Oxygen Reduction Reactions on Single‐ or Few‐Atom Discrete Active Sites for Heterogeneous Catalysis

• Published in: Advanced energy materials Vol. 10; no. 11
• Main Authors: Sharifi, Tiva, Gracia‐Espino, Eduardo, Chen, Anran, Hu, Guangzhi, Wågberg, Thomas
• Format: Journal Article
• Language: English
• Published: 01.03.2020
• Subjects: active sites; catalyst motifs; electrocatalysis; oxygen reduction reaction; single active atom catalysts; transition metals; X‐ray adsorption spectroscopy
• ISSN: 1614-6832; 1614-6840
• DOI: 10.1002/aenm.201902084

The oxygen reduction reaction (ORR) is of great importance in energy‐converting processes such as fuel cells and in metal–air batteries and is vital to facilitate the transition toward a nonfossil dependent society. The ORR has been associated with expensive noble metal catalysts that facilitate the O2 adsorption, dissociation, and subsequent electron transfer. Single‐ or few‐atom motifs based on earth‐abundant transition metals, such as Fe, Co, and Mo, combined with nonmetallic elements, such as P, S, and N, embedded in a carbon‐based matrix represent one of the most promising alternatives. Often these are referred to as single atom catalysts; however, the coordination number of the metal atom as well as the type and nearest neighbor configuration has a strong influence on the function of the active sites, and a more adequate term to describe them is metal‐coordinated motifs. Despite intense research, their function and catalytic mechanism still puzzle researchers. They are not molecular systems with discrete energy states; neither can they fully be described by theories that are adapted for heterogeneous bulk catalysts.
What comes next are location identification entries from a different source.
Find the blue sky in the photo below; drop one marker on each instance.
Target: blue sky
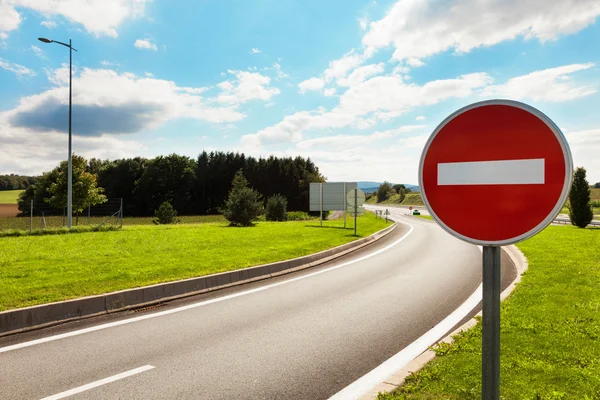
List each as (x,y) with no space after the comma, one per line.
(357,86)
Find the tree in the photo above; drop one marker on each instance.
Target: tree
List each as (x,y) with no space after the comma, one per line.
(276,208)
(399,188)
(244,204)
(165,214)
(383,191)
(85,189)
(580,211)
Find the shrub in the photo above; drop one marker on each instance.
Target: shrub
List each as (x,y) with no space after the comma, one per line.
(244,204)
(299,216)
(276,208)
(383,191)
(580,211)
(165,214)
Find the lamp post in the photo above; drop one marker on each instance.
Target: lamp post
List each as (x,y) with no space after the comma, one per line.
(70,162)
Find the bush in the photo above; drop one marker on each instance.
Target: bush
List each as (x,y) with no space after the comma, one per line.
(580,211)
(276,208)
(299,216)
(244,204)
(383,191)
(165,214)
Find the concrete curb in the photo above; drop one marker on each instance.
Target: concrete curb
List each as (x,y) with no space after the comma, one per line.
(45,315)
(397,379)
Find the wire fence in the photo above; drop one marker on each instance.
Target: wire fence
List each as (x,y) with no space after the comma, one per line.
(41,215)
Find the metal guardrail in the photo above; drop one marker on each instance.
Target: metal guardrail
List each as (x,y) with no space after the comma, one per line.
(568,221)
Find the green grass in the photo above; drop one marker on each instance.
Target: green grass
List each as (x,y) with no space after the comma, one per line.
(550,330)
(41,269)
(411,199)
(9,196)
(429,217)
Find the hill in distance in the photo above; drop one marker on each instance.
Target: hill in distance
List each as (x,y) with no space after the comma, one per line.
(370,186)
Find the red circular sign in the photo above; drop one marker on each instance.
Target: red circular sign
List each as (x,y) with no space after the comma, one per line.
(495,172)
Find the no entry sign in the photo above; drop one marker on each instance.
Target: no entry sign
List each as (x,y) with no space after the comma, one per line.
(495,172)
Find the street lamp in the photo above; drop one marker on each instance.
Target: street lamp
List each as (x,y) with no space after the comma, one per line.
(70,163)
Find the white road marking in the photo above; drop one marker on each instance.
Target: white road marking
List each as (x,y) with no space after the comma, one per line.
(505,172)
(196,305)
(99,383)
(398,361)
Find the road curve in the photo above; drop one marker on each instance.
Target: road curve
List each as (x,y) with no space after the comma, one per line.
(304,336)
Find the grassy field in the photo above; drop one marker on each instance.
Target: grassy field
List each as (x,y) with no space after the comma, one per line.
(550,330)
(23,223)
(41,269)
(9,196)
(411,199)
(595,197)
(429,217)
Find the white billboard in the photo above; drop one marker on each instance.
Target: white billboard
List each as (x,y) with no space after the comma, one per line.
(329,196)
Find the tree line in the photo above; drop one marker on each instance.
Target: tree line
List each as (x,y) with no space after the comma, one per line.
(16,182)
(193,186)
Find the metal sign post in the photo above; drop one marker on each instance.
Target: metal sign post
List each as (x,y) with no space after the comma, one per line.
(473,151)
(490,355)
(355,208)
(321,196)
(345,211)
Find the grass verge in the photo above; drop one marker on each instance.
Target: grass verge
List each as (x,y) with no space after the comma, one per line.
(411,199)
(550,330)
(9,196)
(42,269)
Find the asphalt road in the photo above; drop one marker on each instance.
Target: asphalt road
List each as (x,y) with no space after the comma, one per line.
(307,337)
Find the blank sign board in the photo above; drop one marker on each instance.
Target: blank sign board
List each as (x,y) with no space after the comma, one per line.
(332,194)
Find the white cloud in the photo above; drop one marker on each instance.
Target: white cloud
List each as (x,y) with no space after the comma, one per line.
(27,152)
(311,84)
(279,72)
(364,23)
(339,68)
(19,70)
(584,148)
(98,17)
(344,141)
(106,63)
(49,24)
(381,98)
(247,86)
(359,75)
(145,44)
(419,28)
(10,19)
(108,102)
(415,62)
(551,85)
(37,51)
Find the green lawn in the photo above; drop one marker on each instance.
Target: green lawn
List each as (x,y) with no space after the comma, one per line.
(550,330)
(429,217)
(9,196)
(41,269)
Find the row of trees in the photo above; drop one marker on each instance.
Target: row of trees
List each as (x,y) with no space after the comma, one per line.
(15,182)
(193,187)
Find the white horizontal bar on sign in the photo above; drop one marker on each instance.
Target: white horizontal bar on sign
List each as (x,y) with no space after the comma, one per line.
(504,172)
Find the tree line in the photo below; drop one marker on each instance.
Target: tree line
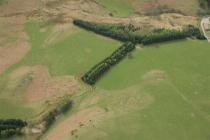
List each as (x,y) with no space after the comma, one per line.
(130,33)
(101,68)
(61,108)
(10,127)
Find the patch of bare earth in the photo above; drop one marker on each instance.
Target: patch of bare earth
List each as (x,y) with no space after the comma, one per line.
(12,51)
(44,87)
(13,40)
(154,76)
(65,129)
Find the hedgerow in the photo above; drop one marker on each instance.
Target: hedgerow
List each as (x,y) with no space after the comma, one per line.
(98,70)
(130,33)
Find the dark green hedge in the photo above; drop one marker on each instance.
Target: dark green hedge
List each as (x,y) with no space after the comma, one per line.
(11,127)
(116,31)
(60,109)
(98,70)
(130,33)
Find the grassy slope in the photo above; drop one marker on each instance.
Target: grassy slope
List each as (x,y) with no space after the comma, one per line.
(71,56)
(175,107)
(125,8)
(118,7)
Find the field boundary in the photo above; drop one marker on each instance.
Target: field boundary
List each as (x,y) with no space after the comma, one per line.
(206,22)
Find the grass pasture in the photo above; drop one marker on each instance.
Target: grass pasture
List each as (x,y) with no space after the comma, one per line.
(125,8)
(72,55)
(161,93)
(120,8)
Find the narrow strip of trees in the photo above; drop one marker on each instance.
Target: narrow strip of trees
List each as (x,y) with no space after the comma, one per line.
(61,108)
(101,68)
(11,127)
(130,33)
(133,35)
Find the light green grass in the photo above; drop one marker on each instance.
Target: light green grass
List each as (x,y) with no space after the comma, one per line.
(121,8)
(73,55)
(145,107)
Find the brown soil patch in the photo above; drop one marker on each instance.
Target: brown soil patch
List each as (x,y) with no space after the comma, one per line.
(18,7)
(154,76)
(42,86)
(12,53)
(64,129)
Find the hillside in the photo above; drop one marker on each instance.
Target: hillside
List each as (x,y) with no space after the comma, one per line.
(154,91)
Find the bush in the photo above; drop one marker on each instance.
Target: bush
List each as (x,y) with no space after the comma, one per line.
(63,107)
(129,33)
(98,70)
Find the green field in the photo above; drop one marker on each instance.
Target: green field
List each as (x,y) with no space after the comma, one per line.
(72,55)
(160,93)
(120,8)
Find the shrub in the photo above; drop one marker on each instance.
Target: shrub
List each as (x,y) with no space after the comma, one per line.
(98,70)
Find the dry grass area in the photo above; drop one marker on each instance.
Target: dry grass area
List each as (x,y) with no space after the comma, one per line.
(13,41)
(66,128)
(42,86)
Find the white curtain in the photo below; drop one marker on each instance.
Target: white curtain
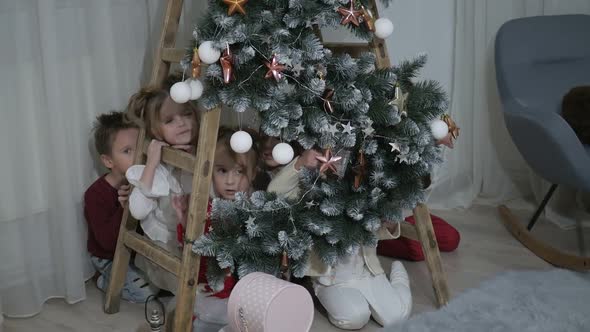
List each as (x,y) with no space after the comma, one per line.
(485,163)
(458,36)
(63,63)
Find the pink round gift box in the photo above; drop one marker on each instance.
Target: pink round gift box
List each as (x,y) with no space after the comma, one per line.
(262,303)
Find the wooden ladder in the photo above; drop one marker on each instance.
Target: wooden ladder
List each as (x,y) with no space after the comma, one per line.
(186,267)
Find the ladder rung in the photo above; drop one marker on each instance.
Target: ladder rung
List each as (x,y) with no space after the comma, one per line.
(174,157)
(153,252)
(173,54)
(409,231)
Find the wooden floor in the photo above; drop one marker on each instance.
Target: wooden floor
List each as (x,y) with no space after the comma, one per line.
(486,249)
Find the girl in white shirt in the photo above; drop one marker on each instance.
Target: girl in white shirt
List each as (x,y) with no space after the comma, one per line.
(160,191)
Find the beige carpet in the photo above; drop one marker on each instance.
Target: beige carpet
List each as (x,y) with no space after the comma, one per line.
(486,249)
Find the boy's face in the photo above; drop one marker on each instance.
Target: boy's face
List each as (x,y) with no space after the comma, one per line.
(267,146)
(176,123)
(228,176)
(122,151)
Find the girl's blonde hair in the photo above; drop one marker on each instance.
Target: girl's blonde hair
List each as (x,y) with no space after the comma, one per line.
(145,106)
(247,160)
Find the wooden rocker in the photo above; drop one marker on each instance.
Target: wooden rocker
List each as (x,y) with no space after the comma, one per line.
(538,60)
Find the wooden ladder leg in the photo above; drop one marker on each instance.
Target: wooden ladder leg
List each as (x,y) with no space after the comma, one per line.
(122,253)
(431,253)
(119,267)
(185,298)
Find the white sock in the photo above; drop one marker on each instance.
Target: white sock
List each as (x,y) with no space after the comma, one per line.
(398,277)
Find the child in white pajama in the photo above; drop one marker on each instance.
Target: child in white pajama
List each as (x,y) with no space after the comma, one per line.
(357,288)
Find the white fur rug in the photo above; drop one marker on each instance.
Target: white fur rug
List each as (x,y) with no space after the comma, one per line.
(551,301)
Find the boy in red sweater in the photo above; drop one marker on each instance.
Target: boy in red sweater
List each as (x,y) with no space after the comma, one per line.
(115,139)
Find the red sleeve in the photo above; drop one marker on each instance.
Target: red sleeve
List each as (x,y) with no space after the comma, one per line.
(103,219)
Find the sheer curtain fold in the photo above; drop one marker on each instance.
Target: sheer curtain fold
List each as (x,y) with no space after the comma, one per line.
(485,163)
(63,63)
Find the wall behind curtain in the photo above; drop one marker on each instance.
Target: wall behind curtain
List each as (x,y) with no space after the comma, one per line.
(63,63)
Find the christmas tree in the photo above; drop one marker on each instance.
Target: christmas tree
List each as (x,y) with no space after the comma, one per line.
(372,124)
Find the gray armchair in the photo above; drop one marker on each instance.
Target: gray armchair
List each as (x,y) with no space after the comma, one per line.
(538,60)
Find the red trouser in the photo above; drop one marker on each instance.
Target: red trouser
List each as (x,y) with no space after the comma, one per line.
(446,235)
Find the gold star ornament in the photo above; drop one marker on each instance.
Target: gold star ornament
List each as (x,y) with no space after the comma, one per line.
(328,161)
(275,69)
(399,100)
(235,6)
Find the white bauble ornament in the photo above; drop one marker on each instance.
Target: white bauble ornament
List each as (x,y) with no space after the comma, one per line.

Here, recent results on single‐ and few‐atom electrocatalyst motifs are reviewed with an emphasis on reports discussing the function and the mechanism of the active sites. The oxygen reduction reaction is of great importance in energy‐converting processes. Here, recent results on single‐ or few‐atom motifs based on earth‐abundant transition metals, such as Fe, Co, and Mo, combined with nonmetallic elements, such as P, S, and N, embedded in a carbon‐based matrix are reviewed with an emphasis on the function and the mechanism of the active sites.